An important Meissen porcelain vase with famille vert decor
A rare form after a Japanese design, the original lid with a stylised pinecone finial. Painted in the Kakiemon manner with three sections divided by bands of blue and sea-green floral tendrils containing birds on floral sprigs, bizarrre rocks, and insects. The shoulders and lid decorated with a broad foliate border and three stylised birds. Unglazed base with large engraved and blackened crossed swords mark with pronounced pommels. Three chips to the rim, circular firing cracks to the underside, a small vertical firing crack to the body. H 33.5, without lid H 26.1 cm.
Ca. 1728 - 30, decor attributed to either Johann Ehrenfried Stadler or Adam Friedrich Löwenfinck.
Johann Ehrenfried Stadler (born 1701) is mentioned as a member of the painter's studio at Meissen shortly after Hoeroldt's arrival. He was the first to develop the so-called “Konturchinoiserien”, a term coined by the curator Abraham L. den Blaauwen from Amsterdam. This type of Chinoiserie décor consists of large figures with black or iron-red contours in stiff poses, holding large parasols or other minimal attributes, and differ greatly from the Chinoiseries of Hoeroldt. From two signatures reading “J E S St”, found on a lantern in Dresden dated 1727 and on a saucer, we also know that Stadler specialised in famille vert décor, creating fanciful designs with large-leafed flowers boldly copied from Chinese porcelain.
Adam Friedrich von Löwenfinck (1714 - 1754) was accepted as a painting apprentice at the manufactory in 1727 after his parents begged for him to be admitted.
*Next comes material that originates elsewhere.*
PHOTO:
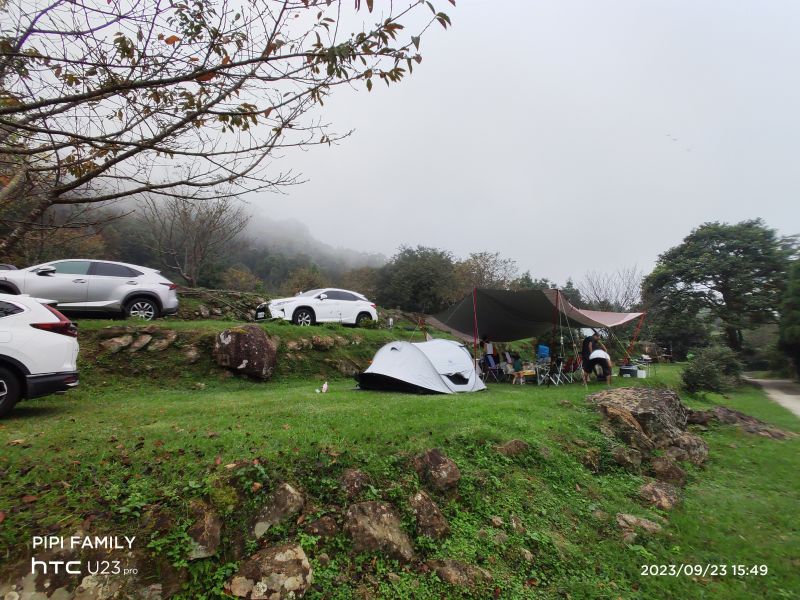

At the time this vase was painted, the young man would have been just 14 years old. Despite his youth, Löwenfinck's designs had a significant influence on the manufactory. Inspired by Stadler, Löwenfinck invented his own type of “Konturchinoiserien” in 1730, when he was just 16. These mainly used black contours and had more lively facial expressions. Today, his marvellous designs enrich porcelain collections throughout the world. The attribution of this vase to Löwenfinck has been suggested in consideration of the pieces published in Ulrich Pietsch's recent monograph on the artist.
Literature
A vase with identical decor in the most typical hexagonal form with a caduceus mark in the collection of the Rijksmuseum in Amsterdam, inv. BK-17359-A/B, in: den Blaauwen, Meissen Porcelain in the Rijksmuseum, Amsterdam 2000, no. 141.
A further vase and cover of this type (with AR mark) in the Ernst Schneider Foundation in Lustheim, in: Weber, vol. II, Munich 2013, no. 108.
A similar vase and cover with slightly more sparse decor lacking the foliate border around the shoulders (but with a palace inventory no.), also in the hexagonal form in the Dresden Porcelain Collection, in: Shono, Japanisches Aritaporzellan im sogenannten Kakiemonstil als Vorbild für die Meißener Porzellanmanufaktur, Munich 1973, illus. 58.
A Japanese vase / jar and cover of the same form in the Ashmoleum Museum in Oxford, inv. no. 1985.49, in: Impey, Japanese export porcelain, Amsterdam 2002, no. 193.
A tankard with identical decor in the former collection of Said and Roswitha Marouf, in: Pietsch, Passion for Meissen, Stuttgart 2010, no. 150, purchased in Lempertz auction 919 on 16th May 2008, lot 59.
Similar bizarre flower decor on two vases in a private collection in Berlin, pub. in: Phantastische Welten. Malerei auf Meissener Porzellan und deutschen Fayencen von Adam Friedrich von Löwenfinck 1714 - 1754, Dresden-Stuttgart 2014, no. 46.
For more information on Stadler, see cat.: Triumph der blauen Schwerter, Dresden-Leipzig 2010, no. 88 ff.
For archival records on Stadler and Löwenfinck see: Rückert, Biographische Daten, Munich 1990, p. 171 f. and p. 194.